Resultó que todos íbamos a estar a la hora del té.

—Voy a hacer unas mantecadas —dijo Mamá, y por toda la mesa corrieron suspiros de satisfacción, porque las mantecadas de mi madre, vestidas con mantos de mermelada de fresa hecha en casa, mantequilla y crema, eran una golosina que nos encantaba a todos—. Viene la señora Vadrudakis, así que espero que sepáis comportaros como es debido.

Larry gimió.

—¿Quién demonios es la señora Vadrudakis? —preguntó—. Alguna vieja pesada, supongo.

—No empieces —dijo Mamá severamente—. Parece una señora muy agradable. Me ha escrito una carta de lo más atento. Quiere pedirme consejo.

—¿Sobre qué? —quiso saber Larry.

—Al parecer está muy disgustada por cómo tienen a sus animales los campesinos. Ya sabéis cómo están los perros y los gatos, y esos pobres burros que se ven llenos de llagas.

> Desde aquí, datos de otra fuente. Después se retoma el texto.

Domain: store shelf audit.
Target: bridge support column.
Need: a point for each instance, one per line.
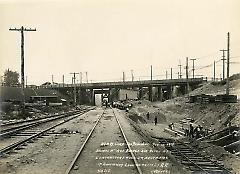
(160, 93)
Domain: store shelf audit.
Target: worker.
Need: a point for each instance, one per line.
(155, 120)
(191, 131)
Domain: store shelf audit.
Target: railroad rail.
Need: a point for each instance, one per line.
(190, 157)
(21, 142)
(77, 156)
(26, 125)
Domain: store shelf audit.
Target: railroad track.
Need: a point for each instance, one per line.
(190, 157)
(78, 154)
(19, 143)
(13, 130)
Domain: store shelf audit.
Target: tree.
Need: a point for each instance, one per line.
(11, 78)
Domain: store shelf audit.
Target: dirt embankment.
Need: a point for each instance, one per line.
(214, 116)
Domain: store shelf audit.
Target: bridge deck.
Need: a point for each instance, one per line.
(144, 83)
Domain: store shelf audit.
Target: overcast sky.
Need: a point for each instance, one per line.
(107, 37)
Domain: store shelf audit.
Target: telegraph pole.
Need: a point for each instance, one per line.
(22, 29)
(187, 74)
(86, 77)
(74, 83)
(80, 77)
(223, 59)
(151, 72)
(228, 56)
(26, 81)
(180, 70)
(63, 80)
(52, 79)
(193, 66)
(132, 75)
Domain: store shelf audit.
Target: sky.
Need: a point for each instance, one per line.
(108, 37)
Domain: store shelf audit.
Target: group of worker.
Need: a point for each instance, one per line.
(196, 132)
(155, 118)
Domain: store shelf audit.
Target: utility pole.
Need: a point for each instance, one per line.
(223, 59)
(26, 81)
(74, 83)
(80, 74)
(132, 75)
(52, 79)
(193, 66)
(86, 77)
(151, 72)
(123, 76)
(22, 29)
(214, 71)
(180, 70)
(228, 56)
(63, 80)
(187, 74)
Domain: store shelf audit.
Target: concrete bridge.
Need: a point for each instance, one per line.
(156, 90)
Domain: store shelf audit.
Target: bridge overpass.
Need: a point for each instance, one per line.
(156, 89)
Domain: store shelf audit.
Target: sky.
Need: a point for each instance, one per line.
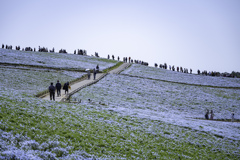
(196, 34)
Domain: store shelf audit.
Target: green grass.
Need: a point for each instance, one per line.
(88, 130)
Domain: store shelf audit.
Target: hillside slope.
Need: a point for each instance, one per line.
(120, 117)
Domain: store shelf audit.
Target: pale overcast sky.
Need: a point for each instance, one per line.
(197, 34)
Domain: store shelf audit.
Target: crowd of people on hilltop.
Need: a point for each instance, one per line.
(185, 70)
(178, 69)
(129, 60)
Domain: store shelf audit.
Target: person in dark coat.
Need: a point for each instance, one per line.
(94, 74)
(65, 87)
(51, 89)
(206, 115)
(97, 69)
(58, 87)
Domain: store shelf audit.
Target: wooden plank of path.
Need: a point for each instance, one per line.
(86, 82)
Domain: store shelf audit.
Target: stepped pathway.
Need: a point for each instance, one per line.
(86, 82)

Pues esta señora quiere organizar aquí en Corfú una asociación para la prevención de malos tratos a los animales, en fin, una especie de Sociedad Protectora. Y quiere que la ayudemos.

—No seré
yo
—dijo Larry tajantemente—. No pienso ayudar a ninguna sociedad para la prevención de malos tratos a los animales. Yo ayudaría a fomentar los malos tratos.

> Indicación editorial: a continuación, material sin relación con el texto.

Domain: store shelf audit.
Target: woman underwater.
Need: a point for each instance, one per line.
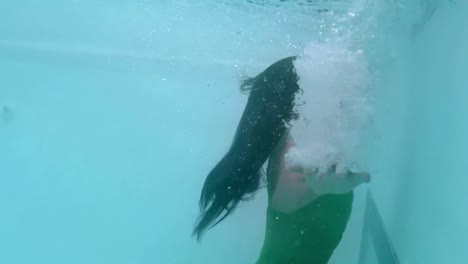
(304, 225)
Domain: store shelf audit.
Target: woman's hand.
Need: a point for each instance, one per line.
(333, 182)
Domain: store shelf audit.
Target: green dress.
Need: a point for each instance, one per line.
(308, 235)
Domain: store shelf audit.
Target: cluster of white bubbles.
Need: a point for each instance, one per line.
(333, 106)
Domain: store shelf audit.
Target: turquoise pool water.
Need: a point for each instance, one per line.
(112, 113)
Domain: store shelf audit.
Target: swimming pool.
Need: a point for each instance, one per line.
(112, 113)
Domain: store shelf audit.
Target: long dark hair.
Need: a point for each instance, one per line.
(269, 109)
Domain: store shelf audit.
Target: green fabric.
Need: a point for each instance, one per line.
(309, 235)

—Larry, haz el favor de no hablar así —dijo Mamá con severidad—. Sabes que no lo dices en serio.

—Claro que lo digo en serio —dijo Larry—, y si esa tal Vadrudakis pasara una semana en esta casa, acabaría siendo de la misma opinión. Iría por ahí estrangulando búhos con sus propias manos, sólo para sobrevivir.

—Bueno, pues yo quiero que todos la tratéis amablemente —dijo Mamá con firmeza, y añadió—, y tú no menciones a los búhos, Larry. Podría pensar que somos un poco raros.

—¡Es que lo somos! —concluyó Larry con sentimiento.

Después de comer descubrí que Larry, como tan a menudo le sucedía, se había puesto en contra a las dos personas que podrían haber sido sus aliados en la campaña antibúho. Margo y Leslie. Margo se entusiasmó cuando vio a los pollos. Acababa de estrenarse en el arte de hacer punto de media, y en un exceso de generosidad se ofreció a tejer lo que yo quisiera para las aves. Yo acaricié la idea de vestirlos a los tres con jerseys iguales de rayas, pero lo descarté por poco práctico y contra mi voluntad hube de rechazar la amable sugerencia.